Review: Capital Stage’s The Nether
A provocative, powerful and deeply disturbing play that explores the consequences of living out one’s dark, private dreams
Capital Stage’s The Nether is a provocative, powerful and deeply disturbing play, directed by Kirk Blackinton, which explores the consequences of living out one’s dark, private dreams.
It is exquisitely acted, which makes the work wonderful theater despite its dark subject matter.
Jennifer Haley’s play is set sometime in the not-too-distant future, where technology has progressed to allow humans to interact with virtual worlds. Sims, an admitted pedophile, has created The Hideaway, a safe haven where people like himself can visit and satisfy their basest desires without danger of harming any real human beings.
The Hideaway has become so popular it has caught the attention of the internet police, and a detective has set out to find the location of its server so it can be shut down. Scenes go back and forth between the gray world of real life and the madly colored life of The Hideaway.

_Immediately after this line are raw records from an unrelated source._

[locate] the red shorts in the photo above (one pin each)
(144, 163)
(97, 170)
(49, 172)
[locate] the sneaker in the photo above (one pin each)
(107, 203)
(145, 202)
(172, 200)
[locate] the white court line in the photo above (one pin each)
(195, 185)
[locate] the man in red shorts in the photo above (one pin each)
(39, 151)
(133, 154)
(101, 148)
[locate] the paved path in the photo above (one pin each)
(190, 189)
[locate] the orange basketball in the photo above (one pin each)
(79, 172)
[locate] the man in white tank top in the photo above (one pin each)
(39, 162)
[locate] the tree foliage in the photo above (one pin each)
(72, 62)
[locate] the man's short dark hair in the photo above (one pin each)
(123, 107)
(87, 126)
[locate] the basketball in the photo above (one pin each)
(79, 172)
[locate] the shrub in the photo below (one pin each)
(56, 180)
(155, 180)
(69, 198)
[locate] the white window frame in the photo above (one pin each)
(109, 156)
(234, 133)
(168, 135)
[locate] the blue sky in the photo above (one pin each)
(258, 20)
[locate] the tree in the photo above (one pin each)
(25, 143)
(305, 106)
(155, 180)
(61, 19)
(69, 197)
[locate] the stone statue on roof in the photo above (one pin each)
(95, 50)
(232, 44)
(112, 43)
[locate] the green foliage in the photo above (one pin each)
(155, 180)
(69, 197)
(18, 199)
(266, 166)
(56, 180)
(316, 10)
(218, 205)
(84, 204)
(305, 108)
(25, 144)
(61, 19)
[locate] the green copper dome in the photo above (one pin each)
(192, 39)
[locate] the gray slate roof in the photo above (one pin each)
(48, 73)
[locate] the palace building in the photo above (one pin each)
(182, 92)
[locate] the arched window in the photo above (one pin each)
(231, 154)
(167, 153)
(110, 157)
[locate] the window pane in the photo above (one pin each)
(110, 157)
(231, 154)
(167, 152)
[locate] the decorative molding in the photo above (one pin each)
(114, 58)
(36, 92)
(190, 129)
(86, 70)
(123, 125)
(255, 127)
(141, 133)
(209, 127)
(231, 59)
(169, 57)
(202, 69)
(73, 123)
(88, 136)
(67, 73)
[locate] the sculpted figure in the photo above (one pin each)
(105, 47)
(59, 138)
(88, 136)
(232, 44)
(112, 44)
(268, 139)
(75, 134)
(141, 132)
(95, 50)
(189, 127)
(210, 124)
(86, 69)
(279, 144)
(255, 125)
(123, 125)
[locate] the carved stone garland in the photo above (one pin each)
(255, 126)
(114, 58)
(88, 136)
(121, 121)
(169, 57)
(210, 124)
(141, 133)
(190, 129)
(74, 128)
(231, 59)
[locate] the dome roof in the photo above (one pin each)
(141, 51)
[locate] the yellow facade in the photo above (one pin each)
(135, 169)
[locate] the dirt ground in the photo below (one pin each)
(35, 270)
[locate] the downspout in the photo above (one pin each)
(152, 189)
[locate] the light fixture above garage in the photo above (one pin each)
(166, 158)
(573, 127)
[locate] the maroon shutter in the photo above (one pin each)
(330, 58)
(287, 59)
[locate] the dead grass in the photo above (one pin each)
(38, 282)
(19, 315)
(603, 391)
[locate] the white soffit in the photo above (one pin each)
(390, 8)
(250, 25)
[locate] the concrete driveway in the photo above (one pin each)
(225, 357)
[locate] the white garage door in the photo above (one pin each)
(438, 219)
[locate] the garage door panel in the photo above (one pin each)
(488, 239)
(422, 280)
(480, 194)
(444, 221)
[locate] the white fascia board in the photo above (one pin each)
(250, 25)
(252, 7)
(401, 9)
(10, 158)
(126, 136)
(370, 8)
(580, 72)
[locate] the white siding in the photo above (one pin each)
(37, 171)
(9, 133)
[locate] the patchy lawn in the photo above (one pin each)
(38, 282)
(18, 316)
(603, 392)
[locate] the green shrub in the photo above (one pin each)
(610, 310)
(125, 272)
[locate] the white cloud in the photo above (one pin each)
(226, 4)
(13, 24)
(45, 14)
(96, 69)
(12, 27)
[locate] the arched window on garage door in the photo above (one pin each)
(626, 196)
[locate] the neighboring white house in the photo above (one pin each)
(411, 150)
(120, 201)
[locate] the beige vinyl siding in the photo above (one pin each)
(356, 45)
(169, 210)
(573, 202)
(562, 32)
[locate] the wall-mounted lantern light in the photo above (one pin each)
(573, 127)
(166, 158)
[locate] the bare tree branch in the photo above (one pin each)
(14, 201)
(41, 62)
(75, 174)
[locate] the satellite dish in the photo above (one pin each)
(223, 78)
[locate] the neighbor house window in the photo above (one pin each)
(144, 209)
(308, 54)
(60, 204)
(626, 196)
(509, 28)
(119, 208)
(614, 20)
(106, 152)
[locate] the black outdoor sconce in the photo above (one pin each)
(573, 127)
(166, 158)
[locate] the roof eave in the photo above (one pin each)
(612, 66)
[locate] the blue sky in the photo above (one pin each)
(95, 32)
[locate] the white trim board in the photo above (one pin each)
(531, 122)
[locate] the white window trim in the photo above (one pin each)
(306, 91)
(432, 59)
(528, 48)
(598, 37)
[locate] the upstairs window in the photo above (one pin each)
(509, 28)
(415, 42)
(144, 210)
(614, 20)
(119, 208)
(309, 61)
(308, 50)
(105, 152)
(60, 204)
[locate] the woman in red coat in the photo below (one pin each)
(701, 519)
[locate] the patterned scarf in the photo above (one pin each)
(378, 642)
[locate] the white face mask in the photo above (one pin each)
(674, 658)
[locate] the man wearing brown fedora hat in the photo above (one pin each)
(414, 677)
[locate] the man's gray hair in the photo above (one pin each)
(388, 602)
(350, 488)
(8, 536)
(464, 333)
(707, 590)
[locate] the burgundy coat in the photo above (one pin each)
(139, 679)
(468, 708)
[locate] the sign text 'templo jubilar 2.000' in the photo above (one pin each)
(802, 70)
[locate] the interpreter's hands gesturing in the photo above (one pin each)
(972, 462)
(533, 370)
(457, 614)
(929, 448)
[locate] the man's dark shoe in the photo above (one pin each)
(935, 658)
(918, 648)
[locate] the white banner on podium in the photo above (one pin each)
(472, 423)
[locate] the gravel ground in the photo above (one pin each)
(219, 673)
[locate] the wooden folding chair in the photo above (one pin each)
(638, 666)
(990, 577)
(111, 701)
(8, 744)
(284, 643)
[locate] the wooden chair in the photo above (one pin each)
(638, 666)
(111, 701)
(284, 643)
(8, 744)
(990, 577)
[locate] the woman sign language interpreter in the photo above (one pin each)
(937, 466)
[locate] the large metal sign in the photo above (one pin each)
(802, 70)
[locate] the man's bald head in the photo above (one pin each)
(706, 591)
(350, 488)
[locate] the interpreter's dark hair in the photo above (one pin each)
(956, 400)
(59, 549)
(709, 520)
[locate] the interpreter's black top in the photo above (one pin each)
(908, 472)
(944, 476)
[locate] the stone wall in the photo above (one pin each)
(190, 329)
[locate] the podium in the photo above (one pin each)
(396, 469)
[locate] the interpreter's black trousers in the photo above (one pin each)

The Nether is certain to provoke conversations. Is modern technology the answer? Can you excuse criminal activity if no real person is hurt? Are the characters we would find abhorrent in this life sufficiently sympathetic that we can understand their attraction to The Hideaway as a place to indulge without hurting people in the real world? Or does The Hideaway legitimize their urges and make them more likely to feel more comfortable in the real world?